No happy ending. Yet.
"The church beams were metal, and, when the monsoons came, the beams rusted. Well, they had to be cleaned and that took money we were going to use for the roof -- an added expense we hadn't counted on," Watkins recalled. Other unanticipated costs came up, too, forestalling getting the roof on the church.
However, in only 18 months, the women artists and, indeed, the Berea community that embraced them, Ghana and the church project, raised more than $25,000. In fact, at the end of the first year, St. John's Church received $20,000 of Kentucky-raised donations.
Was that the happy ending? Not quite. The women continued raising money for Komfeuku, and send about $500 a year to repair or replace school uniforms. The Berea women have sewn aprons, then bowties, to fill the coffers that pay for new zippers as well as up to 40 new uniforms each year -- 20 for boy students and 20 for the girls.

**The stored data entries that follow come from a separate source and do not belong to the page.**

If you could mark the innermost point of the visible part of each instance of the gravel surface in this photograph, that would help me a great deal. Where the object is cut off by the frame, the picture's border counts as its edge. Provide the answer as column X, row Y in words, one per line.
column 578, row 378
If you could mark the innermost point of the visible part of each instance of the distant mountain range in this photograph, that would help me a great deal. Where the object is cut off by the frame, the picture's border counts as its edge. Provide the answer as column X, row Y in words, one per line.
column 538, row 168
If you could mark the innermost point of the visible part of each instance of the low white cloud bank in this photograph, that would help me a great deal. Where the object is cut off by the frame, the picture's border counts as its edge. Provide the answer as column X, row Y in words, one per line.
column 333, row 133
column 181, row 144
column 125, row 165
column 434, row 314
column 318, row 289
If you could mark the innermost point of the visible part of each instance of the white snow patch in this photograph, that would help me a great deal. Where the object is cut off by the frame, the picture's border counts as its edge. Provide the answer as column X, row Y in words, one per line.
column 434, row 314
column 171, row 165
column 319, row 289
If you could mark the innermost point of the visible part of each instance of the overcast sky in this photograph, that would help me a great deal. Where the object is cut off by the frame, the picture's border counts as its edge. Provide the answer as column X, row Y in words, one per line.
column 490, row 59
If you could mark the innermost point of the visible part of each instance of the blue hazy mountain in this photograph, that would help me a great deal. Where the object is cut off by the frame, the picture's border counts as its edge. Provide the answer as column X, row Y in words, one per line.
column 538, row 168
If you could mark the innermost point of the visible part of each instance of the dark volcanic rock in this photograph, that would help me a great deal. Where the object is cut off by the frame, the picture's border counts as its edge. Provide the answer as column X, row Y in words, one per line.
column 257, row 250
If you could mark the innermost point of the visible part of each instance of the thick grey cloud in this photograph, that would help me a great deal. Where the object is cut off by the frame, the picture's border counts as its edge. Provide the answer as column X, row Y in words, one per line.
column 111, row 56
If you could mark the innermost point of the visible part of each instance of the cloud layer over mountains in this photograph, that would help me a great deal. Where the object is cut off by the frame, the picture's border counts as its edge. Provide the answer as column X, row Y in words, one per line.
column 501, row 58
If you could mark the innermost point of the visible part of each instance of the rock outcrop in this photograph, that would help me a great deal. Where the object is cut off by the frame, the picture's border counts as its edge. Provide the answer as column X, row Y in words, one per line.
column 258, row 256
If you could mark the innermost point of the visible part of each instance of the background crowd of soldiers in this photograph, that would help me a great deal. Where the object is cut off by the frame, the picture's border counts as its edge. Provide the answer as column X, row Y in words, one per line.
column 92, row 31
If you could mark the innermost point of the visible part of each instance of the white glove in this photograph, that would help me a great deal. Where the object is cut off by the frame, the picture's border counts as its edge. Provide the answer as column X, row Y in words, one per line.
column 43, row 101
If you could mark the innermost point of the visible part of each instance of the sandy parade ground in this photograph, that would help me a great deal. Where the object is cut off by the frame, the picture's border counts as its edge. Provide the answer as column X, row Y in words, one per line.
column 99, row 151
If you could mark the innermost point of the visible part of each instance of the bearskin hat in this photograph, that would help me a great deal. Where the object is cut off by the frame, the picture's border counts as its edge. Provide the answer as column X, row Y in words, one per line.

"Once we completed the roof project, the church became known as the miracle church," Watkins said. "Villagers couldn't believe what happened and came to participate. Even little children had buckets to break up bricks from the old church. Everyone pitched in and it brought the community together. There's now a church you just never see in a small Ghanaian village."
That could be a joyful ending. There's more to the story, though. Here's the quick version: St. John's Church elders told the archbishop what Bereans had done and he wanted to acknowledge the women painters, according to Watkins. However, Watkins is humble. Church officials really wanted to acknowledge her.
"I knew it would be costly to go, well over $5,000, and I thought if I sent them $2,000, that would make such a difference. Our contact, a man named Kwame, said no. It's really important that you come here, not just to recognize and honor you, but because your being here will allow the villagers to celebrate for three days." Watkins continued recounting the conversation: "You'll be dressed in native costumes, the chief will be here, there'll be games for students and the people. It's a big deal to them, everyone comes dressed up."
Watkins told Kwame her body "wouldn't do three days." Kwame wouldn't hear it. In fact, he won the debate. Watkins and Berea College colleagues from the Carter G. Woodson Center leave Aug. 2 and two days later are presenters at a professional conference. Two full days of events, all attended by dignitaries, follow.
That's not what Watkins wants, but it's what she's getting. That and having her eyes opened to what it means to be of service.
"If it had not have been for me saying yes, I wouldn't have known how to start something and get a whole community involved in it. If you don't try, you don't know it can be done. I'm so glad we were able to raise the whole $25,000, and the Komfeuku villagers could use what they had to finish up," she said.